Inverse transform sampling - CDF is not invertible

Question

Suppose the cumulative distribution function $F$ is given but not invertible to use the inverse transform sampling technique (to compute $X=F^{-1}(Y)$). Do we have other alternative methods? I would appreciate to know the name of all possible methods...

Answer 1

The inverse cdf method operates even when the cdf is not invertible, using the generalised inverse$$F^-(u)=\sup\{x;\ F(x)\le u\}\tag{1}$$ which is always defined for $u\in(0,1)$.

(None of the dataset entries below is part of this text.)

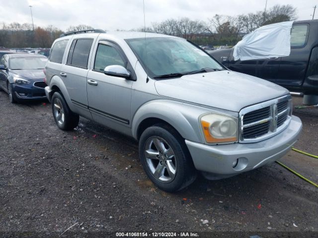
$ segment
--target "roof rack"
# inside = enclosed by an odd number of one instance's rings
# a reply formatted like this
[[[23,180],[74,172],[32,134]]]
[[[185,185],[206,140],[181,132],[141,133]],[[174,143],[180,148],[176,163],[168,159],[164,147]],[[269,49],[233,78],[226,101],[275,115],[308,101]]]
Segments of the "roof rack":
[[[106,33],[106,31],[100,29],[92,29],[91,30],[83,30],[82,31],[70,31],[66,33],[63,33],[60,35],[60,37],[69,36],[70,35],[75,35],[76,34],[86,33],[91,32],[93,33]]]

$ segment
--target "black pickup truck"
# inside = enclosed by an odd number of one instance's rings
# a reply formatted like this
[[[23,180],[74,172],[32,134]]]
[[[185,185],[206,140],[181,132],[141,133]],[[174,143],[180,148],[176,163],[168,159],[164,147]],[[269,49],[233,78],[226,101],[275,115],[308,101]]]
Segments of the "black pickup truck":
[[[295,21],[289,56],[235,60],[234,48],[210,55],[230,69],[255,76],[293,92],[318,95],[318,20]]]

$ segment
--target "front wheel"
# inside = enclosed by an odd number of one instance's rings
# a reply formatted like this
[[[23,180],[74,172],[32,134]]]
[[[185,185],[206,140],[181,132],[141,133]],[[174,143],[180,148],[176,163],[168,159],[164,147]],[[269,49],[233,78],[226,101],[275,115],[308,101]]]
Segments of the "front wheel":
[[[52,111],[56,124],[63,130],[70,130],[79,124],[80,117],[73,113],[63,96],[56,92],[52,97]]]
[[[184,139],[165,124],[155,125],[144,131],[139,156],[149,178],[163,190],[180,190],[195,179],[195,169]]]

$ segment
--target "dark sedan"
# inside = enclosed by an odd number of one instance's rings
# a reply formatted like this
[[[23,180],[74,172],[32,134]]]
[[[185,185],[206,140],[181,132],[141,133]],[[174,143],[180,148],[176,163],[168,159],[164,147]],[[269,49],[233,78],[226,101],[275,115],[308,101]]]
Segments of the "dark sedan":
[[[4,55],[0,59],[0,90],[9,94],[12,103],[46,99],[43,70],[47,61],[38,55]]]

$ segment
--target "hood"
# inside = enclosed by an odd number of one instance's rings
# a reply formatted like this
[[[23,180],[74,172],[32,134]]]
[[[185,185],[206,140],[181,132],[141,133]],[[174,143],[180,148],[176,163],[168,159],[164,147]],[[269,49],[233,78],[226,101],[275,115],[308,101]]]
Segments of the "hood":
[[[233,112],[289,93],[256,77],[228,70],[156,81],[161,96]]]
[[[21,69],[11,72],[17,77],[25,79],[43,79],[45,77],[43,69]]]

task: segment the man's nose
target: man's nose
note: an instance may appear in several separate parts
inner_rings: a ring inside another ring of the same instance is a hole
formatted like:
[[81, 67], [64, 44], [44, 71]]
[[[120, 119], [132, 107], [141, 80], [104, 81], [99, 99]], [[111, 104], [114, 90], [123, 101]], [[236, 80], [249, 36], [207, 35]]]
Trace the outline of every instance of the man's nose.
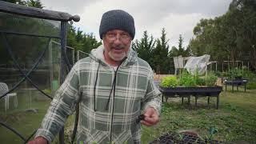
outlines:
[[116, 38], [115, 38], [115, 40], [114, 41], [114, 43], [122, 43], [120, 34], [116, 35]]

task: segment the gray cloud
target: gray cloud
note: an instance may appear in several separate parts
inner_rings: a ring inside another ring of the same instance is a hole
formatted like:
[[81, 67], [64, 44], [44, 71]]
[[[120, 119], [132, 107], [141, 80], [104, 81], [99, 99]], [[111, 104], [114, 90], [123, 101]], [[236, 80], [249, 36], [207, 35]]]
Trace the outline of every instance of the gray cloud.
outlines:
[[46, 9], [78, 14], [81, 20], [74, 26], [86, 33], [98, 37], [98, 26], [104, 12], [122, 9], [131, 14], [135, 21], [135, 38], [141, 38], [144, 30], [157, 38], [166, 28], [170, 47], [178, 46], [179, 34], [184, 45], [193, 36], [193, 28], [201, 18], [210, 18], [225, 14], [232, 0], [42, 0]]

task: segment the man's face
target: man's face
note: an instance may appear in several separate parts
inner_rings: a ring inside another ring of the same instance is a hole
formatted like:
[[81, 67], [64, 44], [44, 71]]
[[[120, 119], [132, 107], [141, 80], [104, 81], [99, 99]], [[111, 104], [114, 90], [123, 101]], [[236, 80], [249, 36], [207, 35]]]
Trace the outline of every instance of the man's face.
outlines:
[[118, 62], [127, 56], [131, 43], [131, 37], [129, 33], [123, 30], [113, 30], [106, 32], [102, 39], [106, 62], [110, 60]]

When there is no solution in $x$ to the equation $$F(x)=u$$ it means that $F$ has a jump between a value less than $u$, $u-\epsilon$ and a value more than $u$, $u+\eta$. Hence the distribution has a point mass with mass $\eta+\epsilon$ at a point $x_0$, with $$F(x_0^{-})=u-\epsilon\quad\text{and}\quad F(x_0)=u+\eta$$ In that case (1) leads to$$F^-(u)=x_0$$

Similarly, if the equation $$F(x)=u$$ has an infinite number of solutions, say $x\in [a,b)$, it means that the cdf is constant over this interval and hence that all values in (a,b) have zero probability to occur. In that case, $$F^-(u)=b$$ [which is of course a convention since the event $U=F(a)$ has probability zero to occur.

Answer 2

In low dimensions a good alternative is to use rejection sampling from the pdf $f_X$ (in high dimensions this becomes very inefficient).

Say $f_X$ is your pdf for some random variable $X$, which you want to sample from in the interval $I=[x_\mathrm{min}, x_\mathrm{max}]$. Then you can draw samples $x_i$ uniformly from $I$ and accept/reject them with the probability $f_X(x_i)$, i.e. you draw another uniformly distributed random number $u_i\in[0, \max(f_X(x)|x \in I)]$ and if $u_i \lt f_X(x_i)$ you accept that sample point otherwise you reject it.

Answer 3

Methods can be quite different depending on the distribution you want to simulate. There many good books on simulation methods and lots of info about simulation on the Internet. Methods often exploit relationships among distributions (such as Poisson, exponential, gamma, chi-squared, F, beta---see discussion in comments). Ultimately, almost all current computer simulation ultimately uses standard uniform output from a pseudo-random generator.

Sometimes, methods depend on the current state of technology. For example, the normal CDF is one of the many CDFs that cannot be expressed in closed form.

• The first method of simulating normal variates in the 1950's, when computation beyond basic arithmetic was expensive, was to use $Z = \sum_{i=1}^{12} U_i - 6 \stackrel{aprx}{\sim}\mathsf{Norm}(0,1),$ by the CLT, where $U_i \stackrel{iid}{\sim}\mathsf{Unif}(0,1).$
• Subsequently, the Box-Muller method was used to obtain two independent standard normal random variables from to independent standard uniform ones.
• Currently, it is common to use a very accurate rational approximation to the standard normal quantile function to get one standard normal deviate from one standard uniform deviate. I believe the function runif in R uses Michael Wichura's rational approximation, which is accurate up double-precision computer representation.